I minori uccisi appartenevano a uno dei clan minoritari del Puntland, il Madibaan, che è stato storicamente emarginato e discriminato dalle autorità e dagli altri clan. Si teme che i ragazzi siano stati un bersaglio facile a causa della loro appartenenza a un clan di minoranza. I due che rimangono in detenzione sono membri dei sub-clan più dominanti di Diseshe e Ali Seleban. Le famiglie delle cinque persone messe a morte hanno riferito di non esser stati a conoscenza di dove e come l’esecuzione fosse avvenuta. Hanno appreso la notizia alla radio. Non è stato possibile recuperare i corpi per la sepoltura.
Gibuti: Detenzione e condanna iniqua di un oppositore politico
Mohamed Ahmed Edou, detto « Jabha », è un militante del FRUD, Fronte per la restaurazione dell’ Unità e della Democrazia in Gibuti e lotta di tutte le popolazioni che vivono in quel paese. « Jabha » è stato arrestato il 1° maggio 2010 da soldati dell’armata del regime di Oma Guelleh, con l’accusa di “cooperazione con uno stato nemico” (l’Eritrea), mentre difendeva una donna incinta dallo stupro da parte di quegli stessi soldati, vicino a de Moussa Ali, nel Nord-Ovest del distretto di Tadjoura. Un mese dopo è stato trasferito illegalmente nel peggiore carcere del Paese, a Gibuti, dove è stato tenuto in isolamento ed è stato torturato dagli agenti del servizio di documentazione e sicurezza, servizi speciali, e poi trasferito in condizioni fisiche pessime.
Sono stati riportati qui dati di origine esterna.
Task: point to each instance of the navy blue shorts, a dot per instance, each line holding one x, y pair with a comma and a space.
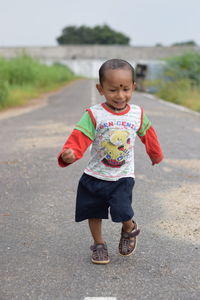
95, 197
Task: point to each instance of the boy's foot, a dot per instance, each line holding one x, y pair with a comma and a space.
127, 243
100, 254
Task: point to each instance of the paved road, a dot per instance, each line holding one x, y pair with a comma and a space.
45, 255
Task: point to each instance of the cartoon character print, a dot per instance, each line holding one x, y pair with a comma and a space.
116, 148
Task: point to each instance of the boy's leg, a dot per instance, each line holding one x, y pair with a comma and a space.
127, 243
100, 252
95, 228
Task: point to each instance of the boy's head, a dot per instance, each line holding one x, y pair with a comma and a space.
116, 83
114, 64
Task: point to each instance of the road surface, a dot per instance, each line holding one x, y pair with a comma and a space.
45, 255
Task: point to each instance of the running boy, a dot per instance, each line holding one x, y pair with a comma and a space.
107, 182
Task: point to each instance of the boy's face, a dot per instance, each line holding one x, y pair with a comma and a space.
117, 87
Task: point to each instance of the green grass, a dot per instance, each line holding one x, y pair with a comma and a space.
181, 82
24, 78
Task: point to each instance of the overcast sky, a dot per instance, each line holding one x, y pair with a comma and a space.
146, 22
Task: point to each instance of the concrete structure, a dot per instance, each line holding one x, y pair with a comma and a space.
86, 59
58, 53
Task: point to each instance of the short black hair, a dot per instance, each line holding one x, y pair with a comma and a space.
113, 64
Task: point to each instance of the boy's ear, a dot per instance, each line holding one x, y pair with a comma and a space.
134, 85
99, 88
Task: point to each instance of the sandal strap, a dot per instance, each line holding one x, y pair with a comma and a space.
131, 234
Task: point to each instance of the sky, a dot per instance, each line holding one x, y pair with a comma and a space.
145, 22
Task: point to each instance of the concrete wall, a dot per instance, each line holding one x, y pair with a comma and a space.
59, 53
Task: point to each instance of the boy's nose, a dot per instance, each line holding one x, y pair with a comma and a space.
120, 95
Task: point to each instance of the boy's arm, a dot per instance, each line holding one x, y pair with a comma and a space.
79, 140
149, 138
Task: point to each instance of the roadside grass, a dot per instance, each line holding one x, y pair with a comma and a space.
181, 92
180, 82
24, 78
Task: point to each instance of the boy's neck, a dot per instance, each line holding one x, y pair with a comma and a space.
116, 109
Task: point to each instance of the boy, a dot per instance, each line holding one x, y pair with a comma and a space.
108, 180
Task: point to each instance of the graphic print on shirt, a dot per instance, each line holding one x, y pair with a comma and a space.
116, 148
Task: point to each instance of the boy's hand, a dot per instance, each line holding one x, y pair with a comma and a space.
68, 156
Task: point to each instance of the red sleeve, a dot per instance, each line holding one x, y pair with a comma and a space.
78, 142
152, 145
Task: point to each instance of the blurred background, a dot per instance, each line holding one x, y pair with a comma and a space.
159, 38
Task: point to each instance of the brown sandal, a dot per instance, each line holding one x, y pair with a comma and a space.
127, 243
100, 254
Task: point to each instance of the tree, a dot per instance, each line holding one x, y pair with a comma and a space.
102, 35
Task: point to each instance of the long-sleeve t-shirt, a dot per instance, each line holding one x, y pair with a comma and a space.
112, 136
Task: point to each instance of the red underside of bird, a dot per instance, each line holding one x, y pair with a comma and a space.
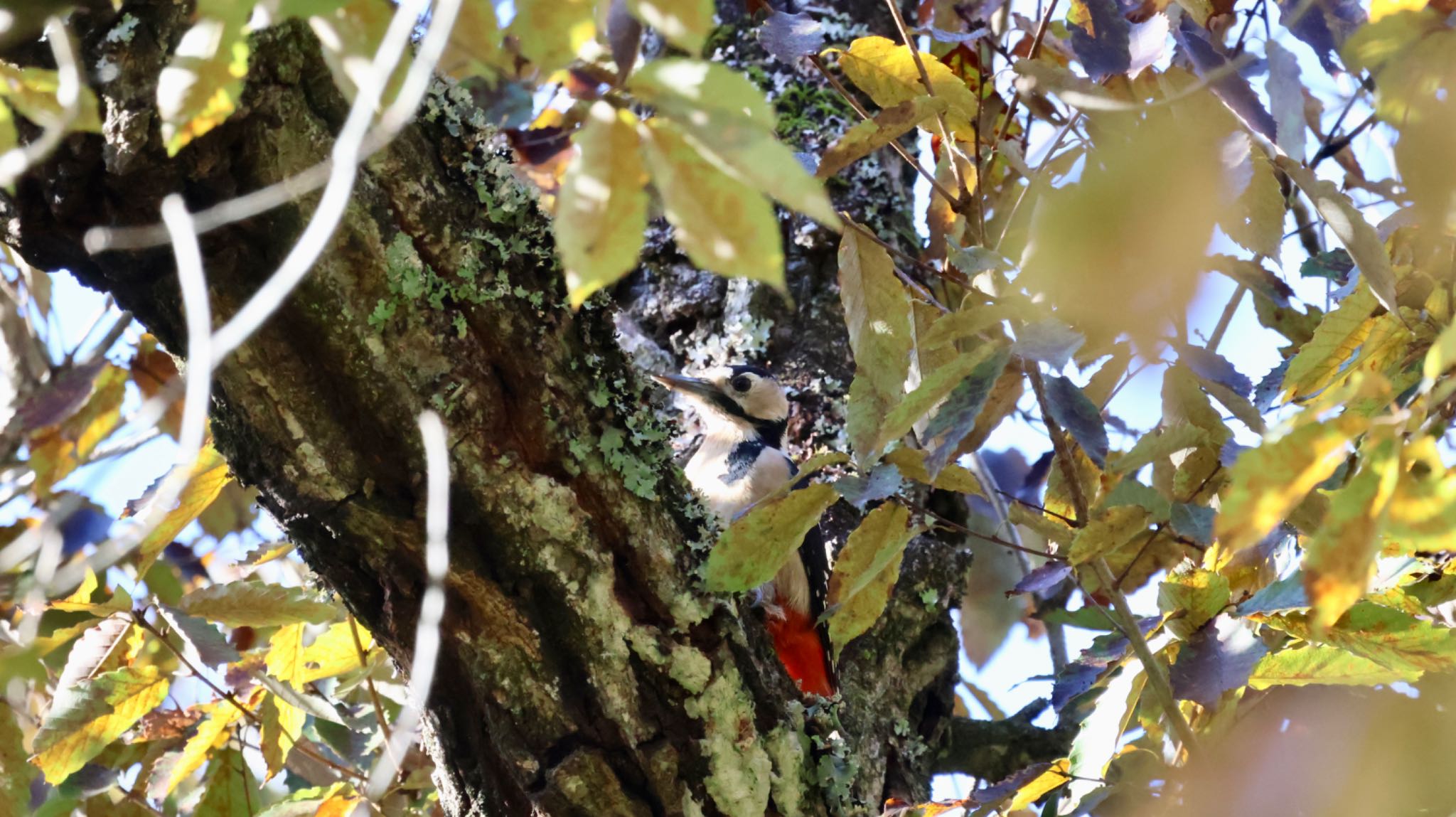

Il 15 settembre del 2012, in presenza del direttore della Prigione di Gabode, è stato picchiato e minacciato di morte; la cosa si è ripetuta per mesi interi. In questi 7 anni, oltre ad essere privato della libertà senza nessun processo, ha sofferto per sevizie e umiliazioni e si è ammalato di cancro al fegato diagnosticato dalla visita medica prima di comparire davanti alla Corte d’assise e non ha neppure potuto avere una adeguata difesa giudiziaria dato che è stato impedito alla sua difesa di raggiungere Gibuti. Il 6 ottobre 2016, la procura di Gibuti ha annullato l’insieme di accuse a suo carico e ha ordinato di rimetterlo in libertà. Procedura che non è stata effettuata. Dopo anni di prigionia totalmente priva di ogni accusa o colpevolezza, Mohamed Ahmed Edou, detto « Jabha », domenica 18 giugno 2017 è stato condannato a 15 anni di reclusione a seguito di un processo iniquo dossier non ci sono né testimonianze, né inchieste, né prove di accusa.